Risulta particolarmente diffusa la contrarietà all’accanimento terapeutico, ossia all’uso di interventi tecnico-sanitari il cui solo scopo sembra quello di consentire la pura sopravvivenza vegetativa della persona (non diritto a vivere ma dovere di vivere ). In pochi tuttavia sono disposti a segnare quali siano i limiti dell’accanimento contrastato: le polemiche suscitate dal caso Welby, che aveva chiesto ripetutamente l’interruzione della ventilazione forzata che lo sosteneva, stante il carattere terminale della propria distrofia, e dal caso Englaro, una ragazza in coma da oltre quindici anni, alimentata artificialmente nonostante una lotta del padre per la sospensione del trattamento, ne sono la prova. In entrambi i casi le posizione espresse dalla giurisprudenza appaiono aver compiuto decisi passi in avanti sulla qualificabilità come trattamento sanitario degli interventi di ventilazione e alimentazione forzata:

  • la sent. n. 2049 del 2007 del GIP di Roma, dichiarando il non luogo a procedere nei confronti dell’anestesista che staccò la spina a Welby ex art. 51 c.p. (scriminante per adempimento di un dovere), ha affermato che la libera e consapevole scelta del paziente di interrompere la ventilazione è espressione di un diritto personalissimo dell’individuo all’autodeterminazione in tema di trattamenti sanitari;
  • la sent. n. 21748 del 2007 della Prima sezione civile della Corte di Cassazione, cassando con rinvio la sentenza della Corte di appello che aveva respinto la richiesta di sospensione del sostegno alimentare per Eluana Englaro, ha affermato che il giudice può, su istanza del tutore, autorizzare l’interruzione del trattamento sanitario in presenza di due circostanze:
    • la condizione di stato vegetativo del paziente deve essere apprezzata clinicamente come irreversibile, senza alcuna possibilità;
    • deve essere univocamente accertato che il paziente, se cosciente, non avrebbe prestato il suo consenso alla continuazione del trattamento.

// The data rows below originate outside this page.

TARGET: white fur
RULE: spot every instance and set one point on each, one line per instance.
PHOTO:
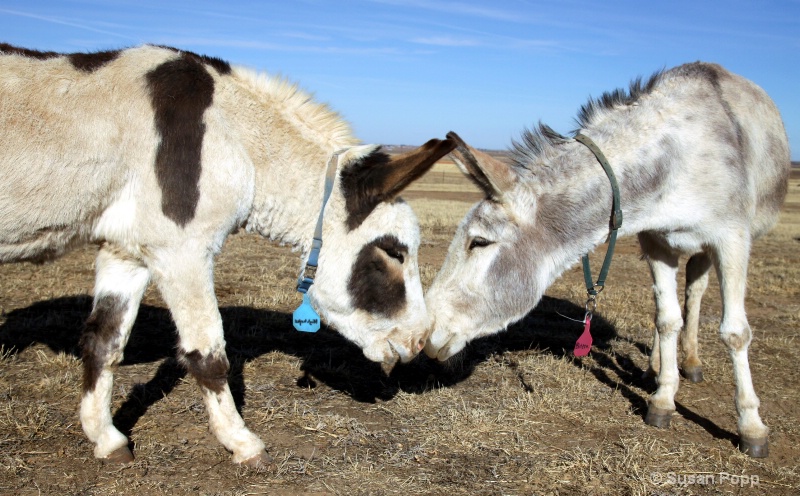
(77, 153)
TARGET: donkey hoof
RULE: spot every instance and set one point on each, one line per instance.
(658, 417)
(120, 456)
(693, 374)
(262, 462)
(754, 447)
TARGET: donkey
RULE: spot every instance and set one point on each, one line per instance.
(702, 162)
(157, 155)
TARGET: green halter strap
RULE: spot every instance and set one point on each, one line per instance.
(594, 288)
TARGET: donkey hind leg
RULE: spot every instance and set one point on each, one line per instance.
(731, 264)
(186, 284)
(664, 267)
(120, 282)
(697, 269)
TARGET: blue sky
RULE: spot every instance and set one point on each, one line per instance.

Ecco quindi farsi consistente la richiesta di riconoscere legittimità al testamento biologico, nel quale l’individuo possa dare indicazione in ordine agli interventi sanitari che intenda consentire per l’ipotesi in cui non fosse più cosciente a causa di una malattia o di un incidente. Ne potrebbe costituire fondamento di legittimità la Convenzione sulla biomedicina (l. n. 145 del 2001), che prevede che ogni trattamento sanitario è possibile solo nei confronti di cui, adeguatamente informato, abbia espresso il proprio consenso (art. 5) e dispone che i desideri espressi anteriormente in ordine ad un trattamento sanitario da un paziente che al momento del trattamento non è in grado di manifestare la sua volontà saranno presi in considerazione (art. 7).

I progetti di legge attualmente in discussione sul testamento biologico pongono l’accento sul diritto all’autodeterminazione del malato ex art. 32, secondo cui la salute non è un bene che può essere imposto coattivamente da altri, ma deve fondarsi esclusivamente sulla volontà dell’avente diritto. La disciplina dell’eutanasia, tuttavia, entra ontologicamente in contrasto con la disciplina degli artt. 579 (omicidio del consenziente), 580 (istigazione o rafforzamento del proposito al suicidio) e 593 (omissione di soccorso) del codice penale.